We talk a lot about external threats to wildlife populations, because they are by far the biggest causes for concern.
But in the case of cheetahs, dwindling populations aren’t just the result of land encroachment, poaching, and global warming.
It’s in their genes.
Maybe a better way to put it is that it’s not in their genes.
About 10,000 years ago, at the end of the last ice age, hundreds of species died off in a mass extinction event. Cheetahs manage to survive…but just barely. In the years and millennia following, cheetah populations rebounded, reaching levels of around 100,000 animals in the wild by the turn of the 20th century.
But something was still missing: genetic diversity.
A 5-year study from the early 80’s showed that the cheetah gene-pool resembles that of highly-inbred mice used for scientific research. Essentially, the entire population had been built up from too small a stock; the result was a species in which 70% of the males had abnormal sperm and infant mortality soared to over 29%, even in captivity. In the wild, only about 5% of cheetahs survive to adulthood.

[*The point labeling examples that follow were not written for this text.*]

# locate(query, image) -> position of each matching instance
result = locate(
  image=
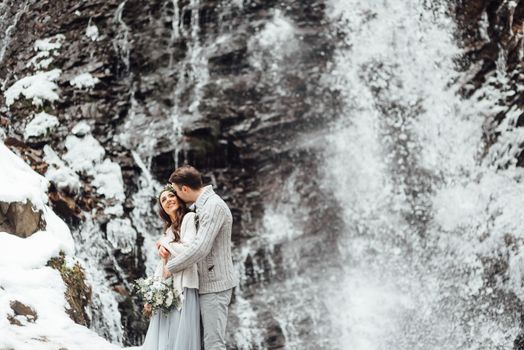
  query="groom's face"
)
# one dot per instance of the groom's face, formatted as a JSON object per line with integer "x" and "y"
{"x": 182, "y": 192}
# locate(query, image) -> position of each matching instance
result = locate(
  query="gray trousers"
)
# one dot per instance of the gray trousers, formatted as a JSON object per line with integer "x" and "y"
{"x": 213, "y": 311}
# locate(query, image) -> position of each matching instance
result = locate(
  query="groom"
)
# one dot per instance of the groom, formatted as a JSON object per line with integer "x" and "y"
{"x": 211, "y": 250}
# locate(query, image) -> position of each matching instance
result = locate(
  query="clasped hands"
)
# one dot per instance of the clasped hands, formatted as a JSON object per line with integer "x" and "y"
{"x": 164, "y": 254}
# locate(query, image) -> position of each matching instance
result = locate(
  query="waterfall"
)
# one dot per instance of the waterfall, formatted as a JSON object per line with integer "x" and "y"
{"x": 405, "y": 163}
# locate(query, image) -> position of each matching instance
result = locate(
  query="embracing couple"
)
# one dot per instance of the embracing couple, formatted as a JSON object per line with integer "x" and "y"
{"x": 195, "y": 251}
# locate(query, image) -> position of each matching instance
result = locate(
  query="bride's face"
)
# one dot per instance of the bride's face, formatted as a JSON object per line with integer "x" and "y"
{"x": 169, "y": 202}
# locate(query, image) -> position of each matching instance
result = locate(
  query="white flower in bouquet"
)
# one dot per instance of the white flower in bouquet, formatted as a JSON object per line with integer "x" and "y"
{"x": 159, "y": 293}
{"x": 169, "y": 299}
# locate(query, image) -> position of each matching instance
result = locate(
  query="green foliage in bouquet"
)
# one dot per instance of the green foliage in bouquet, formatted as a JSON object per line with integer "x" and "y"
{"x": 157, "y": 292}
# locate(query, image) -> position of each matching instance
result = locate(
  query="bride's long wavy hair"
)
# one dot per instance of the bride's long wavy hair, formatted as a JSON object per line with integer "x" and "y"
{"x": 179, "y": 214}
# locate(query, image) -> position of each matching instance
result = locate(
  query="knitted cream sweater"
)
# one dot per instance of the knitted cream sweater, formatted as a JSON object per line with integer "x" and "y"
{"x": 187, "y": 278}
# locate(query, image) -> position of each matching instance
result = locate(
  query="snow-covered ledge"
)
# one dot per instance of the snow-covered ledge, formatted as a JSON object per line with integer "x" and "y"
{"x": 32, "y": 301}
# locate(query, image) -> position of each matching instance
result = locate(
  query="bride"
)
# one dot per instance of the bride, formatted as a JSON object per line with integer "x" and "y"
{"x": 178, "y": 329}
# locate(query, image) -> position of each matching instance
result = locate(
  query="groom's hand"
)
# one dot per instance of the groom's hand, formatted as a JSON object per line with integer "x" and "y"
{"x": 163, "y": 252}
{"x": 166, "y": 272}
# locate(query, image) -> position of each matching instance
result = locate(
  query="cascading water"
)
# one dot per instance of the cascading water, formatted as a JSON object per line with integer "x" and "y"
{"x": 414, "y": 186}
{"x": 419, "y": 200}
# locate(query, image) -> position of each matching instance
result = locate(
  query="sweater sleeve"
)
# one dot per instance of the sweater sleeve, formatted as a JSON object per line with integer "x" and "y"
{"x": 211, "y": 219}
{"x": 187, "y": 233}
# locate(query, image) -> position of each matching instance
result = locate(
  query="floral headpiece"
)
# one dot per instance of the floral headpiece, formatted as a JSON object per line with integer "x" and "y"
{"x": 168, "y": 188}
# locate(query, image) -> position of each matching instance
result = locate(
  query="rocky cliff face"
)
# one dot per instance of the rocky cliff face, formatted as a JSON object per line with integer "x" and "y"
{"x": 244, "y": 90}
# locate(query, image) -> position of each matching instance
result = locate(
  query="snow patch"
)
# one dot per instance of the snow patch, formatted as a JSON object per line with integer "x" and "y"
{"x": 83, "y": 153}
{"x": 59, "y": 173}
{"x": 84, "y": 80}
{"x": 41, "y": 125}
{"x": 108, "y": 180}
{"x": 81, "y": 129}
{"x": 92, "y": 31}
{"x": 38, "y": 87}
{"x": 121, "y": 234}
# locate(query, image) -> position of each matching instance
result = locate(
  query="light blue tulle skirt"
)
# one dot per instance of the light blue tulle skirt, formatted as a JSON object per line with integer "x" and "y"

To give you an idea of just how serious the inbreeding problem is in cheetahs, among related animals of most species, you can expect to see 80% gene similarity; related cheetahs have 99% gene similarity. Their genes are so remarkably similar, in fact, that even between unrelated animals, skin grafts aren’t rejected. Any one cheetah is essentially any other’s identical twin.

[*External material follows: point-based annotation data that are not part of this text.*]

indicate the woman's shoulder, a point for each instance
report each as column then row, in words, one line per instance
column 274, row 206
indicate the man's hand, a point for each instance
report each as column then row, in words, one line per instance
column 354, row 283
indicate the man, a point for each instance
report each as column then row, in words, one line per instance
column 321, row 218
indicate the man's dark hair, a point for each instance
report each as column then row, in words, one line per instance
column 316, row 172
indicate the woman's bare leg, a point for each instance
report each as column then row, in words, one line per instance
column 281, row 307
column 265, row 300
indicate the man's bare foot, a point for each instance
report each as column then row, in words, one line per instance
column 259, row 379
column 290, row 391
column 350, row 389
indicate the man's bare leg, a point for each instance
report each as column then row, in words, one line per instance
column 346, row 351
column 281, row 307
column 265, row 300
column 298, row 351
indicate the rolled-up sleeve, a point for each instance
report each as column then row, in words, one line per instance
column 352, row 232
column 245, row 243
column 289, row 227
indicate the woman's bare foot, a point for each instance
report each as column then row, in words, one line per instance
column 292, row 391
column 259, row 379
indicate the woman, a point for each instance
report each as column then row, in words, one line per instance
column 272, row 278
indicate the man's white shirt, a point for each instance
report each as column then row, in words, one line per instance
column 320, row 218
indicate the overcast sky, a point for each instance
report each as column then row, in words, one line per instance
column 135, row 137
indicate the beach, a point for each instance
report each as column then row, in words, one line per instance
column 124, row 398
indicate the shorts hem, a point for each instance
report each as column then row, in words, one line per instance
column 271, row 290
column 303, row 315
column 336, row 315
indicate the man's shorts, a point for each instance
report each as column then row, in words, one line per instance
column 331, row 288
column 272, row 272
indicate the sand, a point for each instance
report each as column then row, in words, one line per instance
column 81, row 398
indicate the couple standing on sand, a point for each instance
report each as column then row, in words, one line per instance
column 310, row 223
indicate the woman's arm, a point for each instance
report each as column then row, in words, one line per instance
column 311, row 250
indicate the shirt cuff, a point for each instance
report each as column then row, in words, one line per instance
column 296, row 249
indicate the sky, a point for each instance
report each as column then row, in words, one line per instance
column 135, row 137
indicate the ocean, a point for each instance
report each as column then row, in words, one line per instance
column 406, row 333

Scientists are desperately trying to force some diversity back into the gene pool via breeding in captivity, but until they do, cheetahs are an incredibly vulnerable species, not only because of the hunting and environmental threats that have already decimated wild populations (most current estimates put the wild population under 2,000 animals), but because a single illness could essentially wipe out the entire species (genetic diversity helps some members of a population fight infections, even when others succumb).
Beyond captive breeding, better protection for remaining wild cheetahs is absolutely vital. Currently, populations are relatively isolated from one another; the more chance they have of mixing, the better the chance that there will be different genes in the mix.